14/10/2009

Aprendendo a ser pássaro


Castanheiros (Castanea sativa Mill.) vistos do Treetop Walkway - Kew Gardens

Uma das frustrações de quem vai à cata de castanhas, agora que é quase chegado o tempo delas, é a safra depender da boa vontade da árvore. Se ela não nos quiser presentear com os seus frutos, não há como demovê-la a deixá-los cair. Conformados com tais caprichos, voltamos uns dias depois - altura em que constatamos, com mal contida fúria, que alguém se nos antecipou, colhendo tudo aquilo que por direito de prioridade nos pertencia. É deplorável o ponto a que chegou a falta de civismo neste nosso desgraçado país.

Foi decerto para resolver este problema que, na esclarecida e cívica Inglaterra, se inaugurou em Maio de 2008, nos Kew Gardens, esta estrutura metálica com 18 metros de altura, que proporciona aos colectores de castanhas um circuito de 200 metros bem ao nível da copa das árvores. Árvores essas que são, quase todas elas, castanheiros carregadinhos com a promessa de deliciosos magustos. Basta o visitante esticar os braços - com as mãos de preferência protegidas por grossas luvas de cabedal - e ir enchendo com ouriços o balde que teve a previdência de trazer consigo.

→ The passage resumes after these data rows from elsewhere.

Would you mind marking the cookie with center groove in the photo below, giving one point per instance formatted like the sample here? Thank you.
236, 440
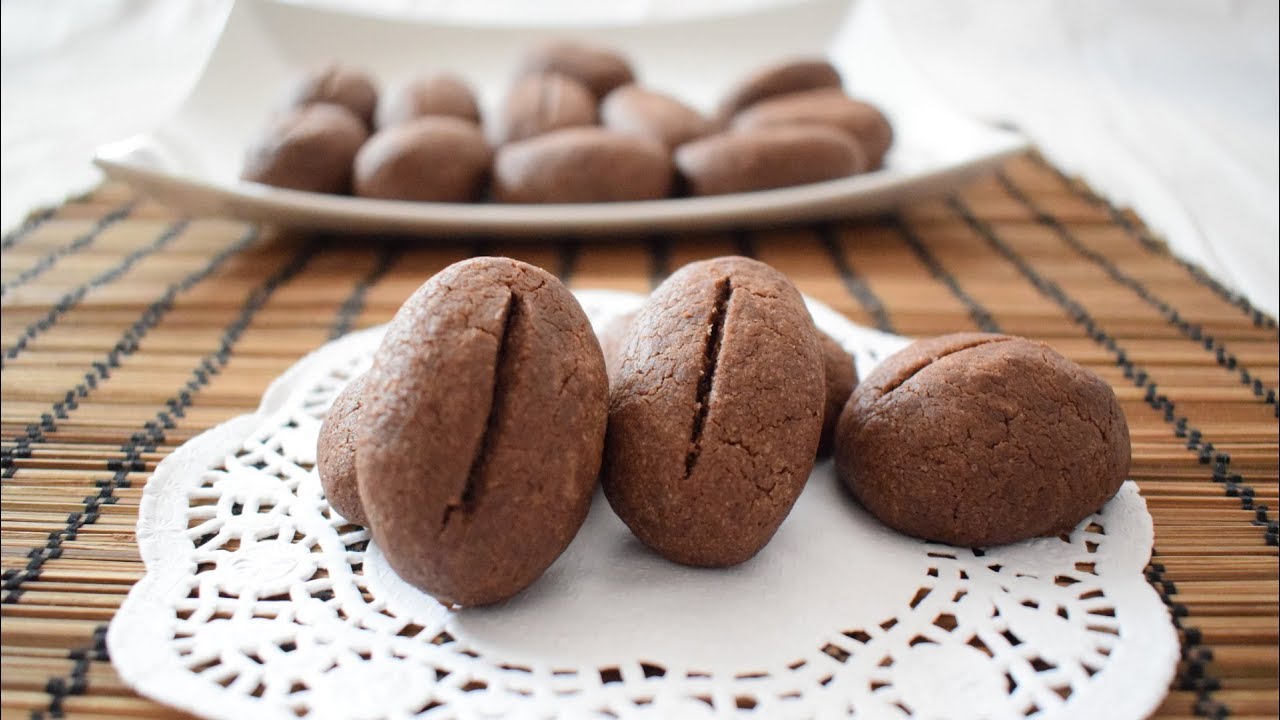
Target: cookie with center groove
483, 420
714, 413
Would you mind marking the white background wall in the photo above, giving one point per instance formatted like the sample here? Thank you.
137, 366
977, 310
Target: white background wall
1170, 106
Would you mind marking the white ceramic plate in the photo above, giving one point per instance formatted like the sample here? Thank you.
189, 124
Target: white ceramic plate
192, 160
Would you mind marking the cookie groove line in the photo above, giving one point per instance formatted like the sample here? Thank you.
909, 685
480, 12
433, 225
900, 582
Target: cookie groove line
933, 359
497, 404
711, 356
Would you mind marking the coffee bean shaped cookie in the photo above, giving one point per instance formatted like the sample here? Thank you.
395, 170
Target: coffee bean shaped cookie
484, 418
581, 165
597, 68
831, 108
338, 85
767, 158
635, 110
613, 338
841, 379
429, 159
438, 94
795, 76
543, 103
309, 147
978, 440
336, 452
714, 413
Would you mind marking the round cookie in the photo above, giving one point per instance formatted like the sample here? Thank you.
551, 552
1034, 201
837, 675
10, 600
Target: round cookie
336, 452
613, 338
438, 94
826, 106
484, 418
310, 149
635, 110
581, 165
794, 76
338, 85
841, 379
597, 68
746, 160
432, 159
544, 103
978, 440
714, 413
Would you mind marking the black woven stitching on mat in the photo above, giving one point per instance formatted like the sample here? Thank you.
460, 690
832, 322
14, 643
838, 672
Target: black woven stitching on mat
1144, 238
77, 682
659, 259
152, 432
981, 315
27, 227
1192, 331
100, 370
72, 299
74, 683
48, 260
1234, 484
566, 259
355, 302
851, 278
1193, 673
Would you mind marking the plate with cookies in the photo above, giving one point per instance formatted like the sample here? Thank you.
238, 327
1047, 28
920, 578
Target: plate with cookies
329, 119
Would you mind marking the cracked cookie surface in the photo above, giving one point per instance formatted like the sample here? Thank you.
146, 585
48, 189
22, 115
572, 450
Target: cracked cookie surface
336, 452
484, 417
714, 413
978, 440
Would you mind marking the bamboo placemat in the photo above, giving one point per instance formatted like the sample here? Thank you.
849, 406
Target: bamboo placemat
127, 331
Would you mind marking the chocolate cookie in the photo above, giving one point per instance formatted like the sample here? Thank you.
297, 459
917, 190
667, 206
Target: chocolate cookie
435, 159
831, 108
767, 158
310, 147
613, 338
438, 94
336, 452
978, 440
635, 110
581, 165
841, 379
795, 76
543, 103
484, 417
714, 413
338, 85
597, 68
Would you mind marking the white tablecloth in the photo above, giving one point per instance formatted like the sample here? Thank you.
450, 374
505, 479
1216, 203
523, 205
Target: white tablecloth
1166, 106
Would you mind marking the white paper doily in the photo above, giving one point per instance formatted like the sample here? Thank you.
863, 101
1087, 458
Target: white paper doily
259, 601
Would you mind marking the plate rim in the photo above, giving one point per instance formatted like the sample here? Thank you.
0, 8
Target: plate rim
211, 195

Acontece que em Agosto, quando visitámos os Kew Gardens, ainda era cedo para a colheita. Voltarmos lá agora com esse único fito seria algo extravagante, mas fica a sugestão para quem puder aproveitá-la. Quanto a nós, estamos de olho nuns tantos castanheiros em várias localidades do norte do país; seria porém de uma generosidade inaudita, própria de uma santidade a que não aspiramos, revelar ao leitor o paradeiro dessas árvores.

3 comentários :

Rafael Carvalho disse...

Bela ideia!
Já abracei o tronco de muitos castanheiros...
...Outros pela sua dimensão não consegui abraçar!...
Sendo mau trepador, nunca tive a hipótese de me passear pelas suas copas.
Continuação de boas postagens.

Pedro Nuno Teixeira Santos disse...

Olá Paulo,

Confesso-me dividido quanto a esta estrutura.

Se entendo o seu objectivo e invejo a possibilidade de ver as árvores ao nível de um gigante, ou com um olhar de pássaro, estou indeciso quanto ao impacto da mesma na paisagem.

Paulo Araújo disse...

Olá Pedro.

Como o caso do Jardim dos Santos, em Lisboa, deu tanta e justificada celeuma, pode parecer, ao publicar isto, que estou a alinhar pelos «maus» - quer dizer, por aqueles que gostam de atafulhar os jardins com coisas estapafúrdias que desvirtuam a sua vocação essencial. Também por isso não sou de facto um entusiasta incondicional desta estrutura. Tanto assim que já tinha tido oportunidade de a visitar em idas anteriores aos Kew Gardens e só agora, em Agosto, o fiz.

Perguntas pelo impacto na paisagem. É praticamente nulo. Os terrenos onde estão os Kew Gardens quase não têm relevo, e a construção fica completamente oculta pelas copas das árvores (pelo menos enquanto todas elas têm folhas). Além disso, apesar de as árvores ficarem tão perto, o passadiço não chega a tocar-lhes. Falta saber se alguma árvore foi abatida ou prejudicada para se erguer a construção. Francamente não sei dizer. Parece-me que o compasso de plantação das árvores nos Kew Gardens (em geral não estão encavalitadas umas nas outras) permitiria, sem grandes contorcionismos, erguer uma coisa destas sem necessidade de sacrificar árvores.